I can see from reading your experiences, that my family was "spared" a great deal of the anxiety, stress and heartbreak that your families have been subjected to. Being the ages they were, by the time he reached full blown MLC, and the fact that we moved to Europe with only 1 child in tow, they had very little contact with him, during his worst.
As you know, we had a bit of a honeymoon phase for the first two years here in Europe. Then his mom died, our children became engaged, two actually married and one was expecting our first grandchild(she miscarried that one), when the evil fear of GROWING OLD set in and he fell totally into the black hole of MLC. Found himself an nice OW, in between the 2 marriages... that being sometime between September and December of 2004.
They were exposed minimally. Summer of 2005 our youngest son returned to Canada to start university. My mother was in the final stages of cancer. Was undergoing radiation and really was not safe home alone. I honestly felt it was my duty to stay and care for her. My siblings had done more then their fair share, while I was moving around the world with my h and kids. None of them could afford to take the time off work, I was not working and felt it was my turn to take on the burden they had all been baring, all these years that I was away.
During that year, they saw plenty of their father. All of them could see how bat$hit crazy he was. Fortunately, they were spared the in your face, day by day, CRAZINESS that your children have been exposed to. They saw enough of him to realize that part of the weird, irritable, cranky, hard to please man that they saw in 1997 onward had been the prelude to this grand finale, out of his mind crazy that was coming home every few months, from 2004 to 2006. BUT definitely not to the extent that any of you are having to deal with.
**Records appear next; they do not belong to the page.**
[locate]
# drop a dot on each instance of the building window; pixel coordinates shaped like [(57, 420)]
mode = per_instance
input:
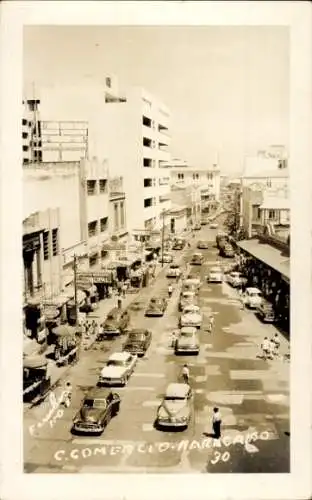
[(122, 214), (92, 228), (46, 253), (103, 184), (147, 122), (55, 242), (147, 162), (272, 214), (147, 142), (103, 224), (91, 187), (148, 202), (116, 216), (148, 182)]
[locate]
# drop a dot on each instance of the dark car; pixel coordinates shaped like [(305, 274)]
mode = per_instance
[(116, 322), (197, 259), (266, 312), (202, 245), (98, 407), (156, 307), (138, 341)]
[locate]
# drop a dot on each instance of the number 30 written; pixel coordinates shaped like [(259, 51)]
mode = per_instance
[(220, 456)]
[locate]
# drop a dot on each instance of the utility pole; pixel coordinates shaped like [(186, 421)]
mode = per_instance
[(162, 239)]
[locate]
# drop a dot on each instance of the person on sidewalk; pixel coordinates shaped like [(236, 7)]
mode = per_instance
[(216, 423), (265, 346)]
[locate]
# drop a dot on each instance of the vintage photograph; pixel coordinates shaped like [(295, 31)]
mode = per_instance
[(156, 249)]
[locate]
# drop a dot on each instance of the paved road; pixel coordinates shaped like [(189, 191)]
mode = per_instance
[(253, 396)]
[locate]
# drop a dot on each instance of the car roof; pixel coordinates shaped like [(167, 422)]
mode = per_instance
[(176, 389), (253, 289), (119, 356), (98, 393), (188, 329)]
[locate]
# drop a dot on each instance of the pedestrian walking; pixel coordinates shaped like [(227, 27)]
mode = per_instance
[(265, 346), (216, 422), (275, 339)]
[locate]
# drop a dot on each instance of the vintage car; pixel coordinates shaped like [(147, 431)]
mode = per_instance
[(215, 275), (252, 297), (156, 307), (167, 258), (178, 244), (175, 411), (187, 341), (235, 279), (174, 271), (197, 259), (203, 245), (116, 322), (138, 341), (118, 369), (187, 298), (191, 316), (266, 312), (98, 407)]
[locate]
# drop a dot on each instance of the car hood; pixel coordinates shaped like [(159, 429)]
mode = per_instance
[(173, 409), (89, 415), (112, 371)]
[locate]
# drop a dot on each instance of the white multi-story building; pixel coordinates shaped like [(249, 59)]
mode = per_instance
[(137, 141)]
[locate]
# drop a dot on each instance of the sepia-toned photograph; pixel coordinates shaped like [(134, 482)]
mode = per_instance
[(156, 249), (156, 270)]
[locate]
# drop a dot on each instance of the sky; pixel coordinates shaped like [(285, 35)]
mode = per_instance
[(226, 87)]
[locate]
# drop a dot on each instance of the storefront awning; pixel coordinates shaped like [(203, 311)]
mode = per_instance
[(270, 256)]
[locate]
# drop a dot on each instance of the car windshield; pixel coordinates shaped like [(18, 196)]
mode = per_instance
[(116, 362), (175, 398), (95, 403)]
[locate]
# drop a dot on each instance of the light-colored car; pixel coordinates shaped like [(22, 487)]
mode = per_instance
[(187, 298), (191, 316), (215, 275), (235, 279), (187, 341), (118, 369), (176, 407), (167, 258), (253, 298), (174, 271)]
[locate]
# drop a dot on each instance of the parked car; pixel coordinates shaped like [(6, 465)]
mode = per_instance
[(187, 298), (235, 279), (156, 307), (167, 258), (179, 244), (226, 250), (176, 409), (191, 316), (116, 322), (138, 341), (118, 369), (173, 271), (253, 298), (203, 245), (215, 275), (98, 407), (187, 341), (197, 259), (266, 312)]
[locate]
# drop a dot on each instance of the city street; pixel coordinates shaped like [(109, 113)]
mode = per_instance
[(252, 394)]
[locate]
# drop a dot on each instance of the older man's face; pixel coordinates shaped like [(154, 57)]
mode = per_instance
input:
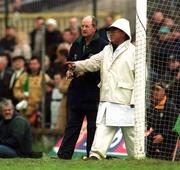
[(7, 112), (116, 36), (87, 29)]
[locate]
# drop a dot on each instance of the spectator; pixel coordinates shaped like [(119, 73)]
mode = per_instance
[(56, 100), (22, 46), (74, 28), (18, 64), (68, 36), (116, 63), (63, 109), (59, 64), (161, 118), (83, 93), (37, 37), (102, 31), (8, 42), (15, 133), (30, 90), (52, 39)]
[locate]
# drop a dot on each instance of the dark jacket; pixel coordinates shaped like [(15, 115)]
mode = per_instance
[(83, 91), (16, 133), (162, 122)]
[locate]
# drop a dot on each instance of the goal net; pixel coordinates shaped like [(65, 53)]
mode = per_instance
[(163, 81)]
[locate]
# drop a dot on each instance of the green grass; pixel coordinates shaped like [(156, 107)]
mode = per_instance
[(47, 163)]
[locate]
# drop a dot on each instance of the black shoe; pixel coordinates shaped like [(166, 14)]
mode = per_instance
[(85, 158)]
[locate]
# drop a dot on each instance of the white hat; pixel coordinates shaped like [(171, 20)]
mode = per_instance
[(122, 24), (51, 21)]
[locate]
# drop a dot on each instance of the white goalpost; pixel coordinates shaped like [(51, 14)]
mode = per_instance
[(139, 87)]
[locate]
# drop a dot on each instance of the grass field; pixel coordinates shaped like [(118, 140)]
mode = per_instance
[(47, 163)]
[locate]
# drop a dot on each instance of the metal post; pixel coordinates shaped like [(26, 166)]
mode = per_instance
[(94, 7), (43, 89), (6, 12)]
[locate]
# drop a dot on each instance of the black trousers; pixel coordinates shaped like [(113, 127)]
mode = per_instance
[(72, 131)]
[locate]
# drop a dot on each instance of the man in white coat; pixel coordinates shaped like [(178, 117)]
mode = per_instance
[(116, 63)]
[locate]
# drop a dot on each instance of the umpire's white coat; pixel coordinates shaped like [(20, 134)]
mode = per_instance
[(117, 74)]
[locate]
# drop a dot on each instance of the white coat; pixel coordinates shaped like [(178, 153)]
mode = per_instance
[(117, 71)]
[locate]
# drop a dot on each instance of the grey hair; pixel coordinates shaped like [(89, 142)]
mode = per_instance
[(94, 20), (5, 102)]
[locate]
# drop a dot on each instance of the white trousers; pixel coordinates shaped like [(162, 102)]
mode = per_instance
[(104, 136)]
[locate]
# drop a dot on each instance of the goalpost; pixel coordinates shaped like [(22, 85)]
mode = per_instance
[(158, 57), (140, 70)]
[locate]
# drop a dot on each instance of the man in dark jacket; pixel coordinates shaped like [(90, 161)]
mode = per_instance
[(15, 133), (161, 118), (83, 93)]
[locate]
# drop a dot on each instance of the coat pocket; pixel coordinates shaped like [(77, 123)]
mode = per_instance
[(125, 85)]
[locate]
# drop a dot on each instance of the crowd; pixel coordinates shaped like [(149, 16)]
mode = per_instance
[(164, 79), (104, 58)]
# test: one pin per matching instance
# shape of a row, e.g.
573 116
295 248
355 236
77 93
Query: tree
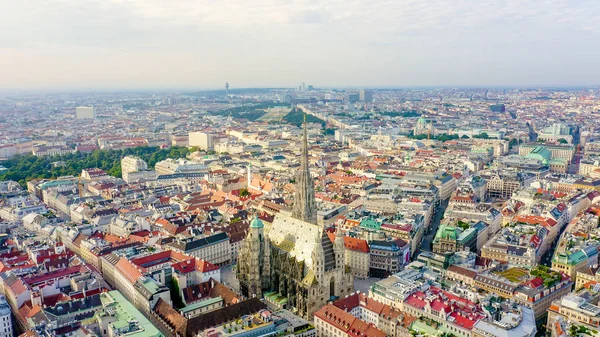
176 294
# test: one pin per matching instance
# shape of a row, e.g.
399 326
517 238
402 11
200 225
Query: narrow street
435 223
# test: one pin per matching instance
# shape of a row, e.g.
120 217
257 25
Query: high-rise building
85 112
366 95
203 140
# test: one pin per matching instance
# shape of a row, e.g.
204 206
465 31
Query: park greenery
405 114
250 112
296 117
27 167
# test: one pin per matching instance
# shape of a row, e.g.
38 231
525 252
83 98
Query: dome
256 223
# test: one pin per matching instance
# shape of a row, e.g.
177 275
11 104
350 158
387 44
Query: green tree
176 294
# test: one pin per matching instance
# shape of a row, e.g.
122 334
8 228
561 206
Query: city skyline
148 45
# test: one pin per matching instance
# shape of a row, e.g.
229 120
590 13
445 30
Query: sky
200 44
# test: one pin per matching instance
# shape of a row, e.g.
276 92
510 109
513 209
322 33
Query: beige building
85 112
203 140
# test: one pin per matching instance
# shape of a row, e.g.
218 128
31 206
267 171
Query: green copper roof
256 223
446 232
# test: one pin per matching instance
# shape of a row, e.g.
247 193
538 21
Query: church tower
304 199
254 269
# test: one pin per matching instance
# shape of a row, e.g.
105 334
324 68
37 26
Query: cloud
273 42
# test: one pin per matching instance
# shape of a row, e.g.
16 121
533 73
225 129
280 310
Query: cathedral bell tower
253 271
304 207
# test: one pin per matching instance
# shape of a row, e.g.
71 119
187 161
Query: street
435 223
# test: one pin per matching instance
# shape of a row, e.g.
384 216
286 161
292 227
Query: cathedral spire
304 198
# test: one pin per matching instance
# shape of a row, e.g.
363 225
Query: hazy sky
144 44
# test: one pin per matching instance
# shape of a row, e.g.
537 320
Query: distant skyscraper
85 112
366 95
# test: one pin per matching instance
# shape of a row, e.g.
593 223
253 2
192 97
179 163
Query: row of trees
296 117
24 168
250 112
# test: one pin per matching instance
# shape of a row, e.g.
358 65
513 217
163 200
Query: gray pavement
435 223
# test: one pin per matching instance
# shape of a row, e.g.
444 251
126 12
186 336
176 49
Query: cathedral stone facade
292 261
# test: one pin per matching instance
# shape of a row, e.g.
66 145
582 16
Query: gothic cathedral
292 262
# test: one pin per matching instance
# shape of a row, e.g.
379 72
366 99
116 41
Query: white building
85 112
203 140
133 164
173 166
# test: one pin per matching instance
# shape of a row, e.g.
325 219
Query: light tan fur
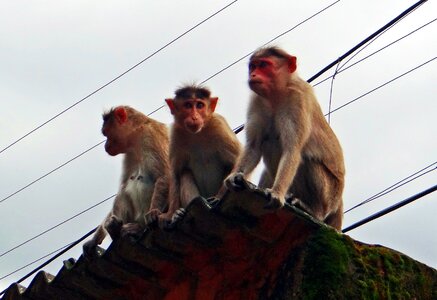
143 192
200 158
286 128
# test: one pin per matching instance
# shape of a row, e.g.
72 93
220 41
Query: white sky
54 53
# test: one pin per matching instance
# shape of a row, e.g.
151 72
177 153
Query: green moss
336 267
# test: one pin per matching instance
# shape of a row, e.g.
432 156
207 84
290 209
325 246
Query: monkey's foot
152 216
113 227
235 182
213 201
276 201
131 229
90 249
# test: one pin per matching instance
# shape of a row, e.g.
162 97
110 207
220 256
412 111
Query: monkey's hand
276 200
131 229
113 227
89 249
168 220
235 181
178 215
152 216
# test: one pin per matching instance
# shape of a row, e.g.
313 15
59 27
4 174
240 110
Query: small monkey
143 192
286 127
203 149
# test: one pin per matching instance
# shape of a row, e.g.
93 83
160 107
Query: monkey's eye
188 105
262 64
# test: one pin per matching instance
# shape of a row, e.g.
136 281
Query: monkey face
268 75
195 112
192 114
117 134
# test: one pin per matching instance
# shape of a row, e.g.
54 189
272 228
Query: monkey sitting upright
143 192
285 126
203 149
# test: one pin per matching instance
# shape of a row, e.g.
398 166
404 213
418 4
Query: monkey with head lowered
143 192
286 127
203 149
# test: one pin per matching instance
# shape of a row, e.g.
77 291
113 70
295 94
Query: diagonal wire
382 85
373 53
50 172
273 39
116 78
55 226
396 185
61 166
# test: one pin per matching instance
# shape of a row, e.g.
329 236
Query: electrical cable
239 128
396 185
66 248
390 209
377 51
155 110
382 85
55 226
50 172
117 77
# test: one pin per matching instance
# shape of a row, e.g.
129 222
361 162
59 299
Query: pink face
268 75
194 113
116 142
262 72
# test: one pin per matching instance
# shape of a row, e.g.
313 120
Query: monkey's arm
159 201
295 124
89 247
174 201
248 160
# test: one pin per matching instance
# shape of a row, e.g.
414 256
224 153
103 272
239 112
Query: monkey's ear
213 103
120 114
292 63
170 103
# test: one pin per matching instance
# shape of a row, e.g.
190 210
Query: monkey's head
118 127
270 69
192 107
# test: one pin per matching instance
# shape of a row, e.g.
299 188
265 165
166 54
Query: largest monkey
285 126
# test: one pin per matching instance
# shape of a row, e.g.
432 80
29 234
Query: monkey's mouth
254 82
194 128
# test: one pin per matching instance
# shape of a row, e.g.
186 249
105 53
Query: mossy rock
331 265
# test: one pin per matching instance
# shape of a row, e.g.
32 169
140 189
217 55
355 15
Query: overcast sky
55 53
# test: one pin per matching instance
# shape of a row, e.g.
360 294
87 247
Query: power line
118 77
236 130
382 85
273 39
397 185
390 209
373 53
359 45
50 172
55 226
66 248
155 110
33 262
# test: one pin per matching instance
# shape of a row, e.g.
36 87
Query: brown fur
286 127
200 156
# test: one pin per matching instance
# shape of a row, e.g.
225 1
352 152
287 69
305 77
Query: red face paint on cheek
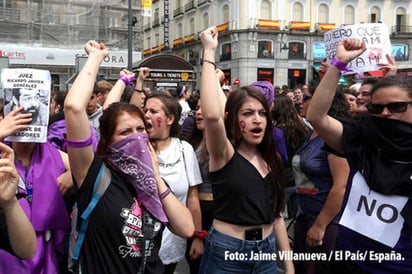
242 126
159 122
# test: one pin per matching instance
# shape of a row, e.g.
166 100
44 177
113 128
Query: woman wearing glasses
377 210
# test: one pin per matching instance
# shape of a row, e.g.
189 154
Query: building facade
50 34
276 40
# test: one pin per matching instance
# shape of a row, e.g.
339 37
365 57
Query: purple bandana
131 156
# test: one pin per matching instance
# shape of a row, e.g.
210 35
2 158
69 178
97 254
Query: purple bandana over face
131 156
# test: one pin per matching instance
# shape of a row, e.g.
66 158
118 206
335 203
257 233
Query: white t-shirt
179 172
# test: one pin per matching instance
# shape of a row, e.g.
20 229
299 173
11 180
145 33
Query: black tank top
241 195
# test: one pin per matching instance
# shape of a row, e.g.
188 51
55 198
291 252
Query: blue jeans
226 254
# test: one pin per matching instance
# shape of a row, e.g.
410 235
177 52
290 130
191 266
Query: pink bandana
131 156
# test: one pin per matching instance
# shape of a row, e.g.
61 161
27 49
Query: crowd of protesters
245 180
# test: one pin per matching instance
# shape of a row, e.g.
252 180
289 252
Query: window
265 10
226 52
319 51
297 50
297 12
205 20
225 13
400 52
375 15
323 14
265 49
349 15
401 24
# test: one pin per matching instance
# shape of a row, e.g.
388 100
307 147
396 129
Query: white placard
377 40
29 88
372 214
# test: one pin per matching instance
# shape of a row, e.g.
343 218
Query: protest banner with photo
29 88
377 40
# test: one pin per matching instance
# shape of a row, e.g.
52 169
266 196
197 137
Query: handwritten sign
376 38
29 88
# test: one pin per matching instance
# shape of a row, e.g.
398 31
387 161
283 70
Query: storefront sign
59 57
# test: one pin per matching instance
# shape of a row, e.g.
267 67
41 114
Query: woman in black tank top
246 173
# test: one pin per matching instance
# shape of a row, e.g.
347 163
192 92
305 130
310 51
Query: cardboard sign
29 88
376 38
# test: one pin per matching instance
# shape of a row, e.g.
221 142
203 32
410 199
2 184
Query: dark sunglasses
395 107
305 97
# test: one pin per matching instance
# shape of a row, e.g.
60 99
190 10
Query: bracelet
127 80
79 143
339 65
165 194
200 234
210 62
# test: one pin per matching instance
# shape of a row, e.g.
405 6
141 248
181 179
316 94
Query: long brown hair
171 106
108 123
267 147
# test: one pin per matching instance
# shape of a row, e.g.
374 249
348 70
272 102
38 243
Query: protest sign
376 38
29 88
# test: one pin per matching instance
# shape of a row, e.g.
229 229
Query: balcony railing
202 2
401 29
7 14
190 6
177 12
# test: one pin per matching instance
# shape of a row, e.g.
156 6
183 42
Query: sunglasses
395 107
305 97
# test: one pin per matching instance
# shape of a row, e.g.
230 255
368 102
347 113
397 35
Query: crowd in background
196 173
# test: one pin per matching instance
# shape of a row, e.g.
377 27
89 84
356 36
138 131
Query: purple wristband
127 80
79 143
165 193
339 65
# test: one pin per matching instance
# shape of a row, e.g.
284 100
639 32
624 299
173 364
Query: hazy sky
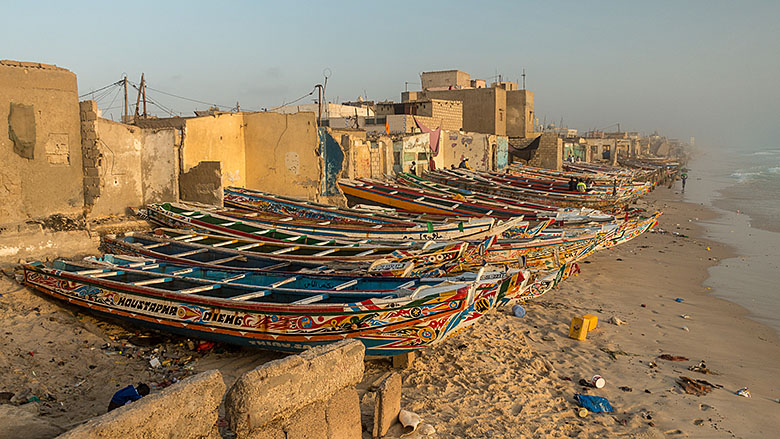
708 69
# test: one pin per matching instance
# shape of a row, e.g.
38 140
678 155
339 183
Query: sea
742 185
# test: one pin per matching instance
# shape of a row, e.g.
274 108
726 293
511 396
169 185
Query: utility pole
138 99
319 103
124 119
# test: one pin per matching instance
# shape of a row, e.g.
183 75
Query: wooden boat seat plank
200 289
156 280
248 246
346 284
225 242
252 295
190 253
156 245
228 259
284 282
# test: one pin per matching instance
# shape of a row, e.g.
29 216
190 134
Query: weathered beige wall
476 147
484 109
270 152
282 154
445 79
51 181
217 138
415 148
357 153
549 155
136 166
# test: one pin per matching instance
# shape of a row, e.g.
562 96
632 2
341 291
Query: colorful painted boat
262 201
218 252
278 321
281 250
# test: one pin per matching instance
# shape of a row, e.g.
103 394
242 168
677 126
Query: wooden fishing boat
218 252
490 185
542 284
562 216
387 324
177 215
377 232
629 230
312 283
541 254
143 244
293 283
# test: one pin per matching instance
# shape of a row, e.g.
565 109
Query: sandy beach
507 377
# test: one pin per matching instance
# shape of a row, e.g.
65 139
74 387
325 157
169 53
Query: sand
506 377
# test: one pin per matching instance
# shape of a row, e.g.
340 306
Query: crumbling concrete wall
282 154
40 142
188 409
271 152
126 166
308 395
357 153
543 151
415 148
217 138
480 149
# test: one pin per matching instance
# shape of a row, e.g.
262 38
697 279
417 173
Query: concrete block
308 423
187 409
283 386
387 404
403 361
273 431
343 415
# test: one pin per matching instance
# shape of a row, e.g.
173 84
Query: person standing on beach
128 394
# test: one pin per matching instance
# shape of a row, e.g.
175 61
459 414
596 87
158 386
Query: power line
188 99
290 103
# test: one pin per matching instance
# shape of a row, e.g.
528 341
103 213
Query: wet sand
506 377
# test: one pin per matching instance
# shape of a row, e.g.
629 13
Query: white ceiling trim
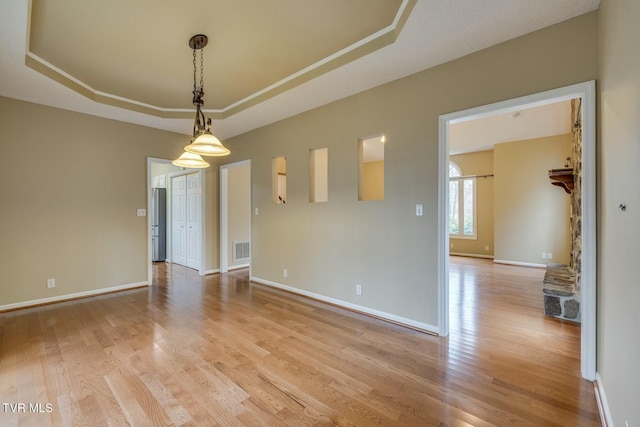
434 33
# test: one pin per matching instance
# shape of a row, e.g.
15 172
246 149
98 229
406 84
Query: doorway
585 91
235 215
160 173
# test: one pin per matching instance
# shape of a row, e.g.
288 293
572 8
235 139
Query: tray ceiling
135 54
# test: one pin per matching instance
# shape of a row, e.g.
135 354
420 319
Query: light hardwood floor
219 350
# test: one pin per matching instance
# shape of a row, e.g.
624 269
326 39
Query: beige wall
531 215
479 163
619 232
71 185
328 248
239 217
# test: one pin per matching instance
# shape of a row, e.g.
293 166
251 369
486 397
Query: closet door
194 220
179 219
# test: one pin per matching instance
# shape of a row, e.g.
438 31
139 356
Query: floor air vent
241 251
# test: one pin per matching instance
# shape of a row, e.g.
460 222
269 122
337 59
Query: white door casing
179 219
193 220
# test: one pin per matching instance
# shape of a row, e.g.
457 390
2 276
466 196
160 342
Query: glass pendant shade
206 144
190 160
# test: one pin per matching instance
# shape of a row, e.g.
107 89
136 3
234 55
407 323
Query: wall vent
241 251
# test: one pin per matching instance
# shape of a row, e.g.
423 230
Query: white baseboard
518 263
471 255
76 295
425 327
603 404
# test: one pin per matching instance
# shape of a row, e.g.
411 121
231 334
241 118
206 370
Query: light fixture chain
201 70
194 70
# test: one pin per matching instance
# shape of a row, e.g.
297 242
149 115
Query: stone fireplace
562 283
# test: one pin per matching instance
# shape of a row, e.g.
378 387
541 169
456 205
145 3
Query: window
462 204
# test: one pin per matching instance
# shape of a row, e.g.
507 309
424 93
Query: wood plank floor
219 350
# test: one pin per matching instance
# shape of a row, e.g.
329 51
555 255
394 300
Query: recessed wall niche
279 180
318 175
371 167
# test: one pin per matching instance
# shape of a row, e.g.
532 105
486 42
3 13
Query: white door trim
587 92
224 212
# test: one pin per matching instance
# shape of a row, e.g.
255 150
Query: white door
179 220
194 220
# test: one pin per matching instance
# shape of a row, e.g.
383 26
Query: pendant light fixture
203 143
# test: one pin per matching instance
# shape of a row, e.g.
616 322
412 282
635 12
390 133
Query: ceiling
517 125
265 61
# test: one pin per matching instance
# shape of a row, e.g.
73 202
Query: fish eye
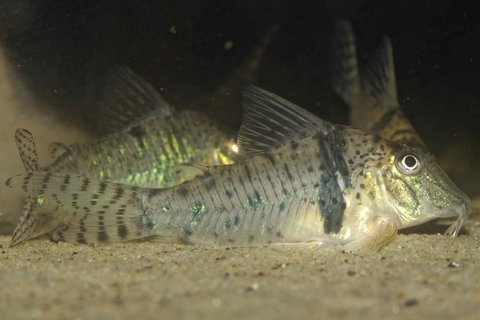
409 163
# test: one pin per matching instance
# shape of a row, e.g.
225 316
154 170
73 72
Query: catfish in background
371 94
301 180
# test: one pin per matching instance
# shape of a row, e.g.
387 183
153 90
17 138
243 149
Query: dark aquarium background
188 49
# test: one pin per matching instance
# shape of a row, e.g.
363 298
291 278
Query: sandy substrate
418 276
My heart goes out to you and your kids. Thank goodness they have you as mom's and dad's.
Jagger, I was just about to post when your posting prevented me. What an amazing approach by your counselor! I would never have thought of that. I would have thought it necessary to dwell on the MLC parent for a portion of the treatment, then to go on to the life lessons, self esteem, take responsibility for yourself approach. Must say, I am impressed! Looking forward to hearing from others. I am ever hopeful that due to proactive LBS's and good counseling, much damage can be minimized.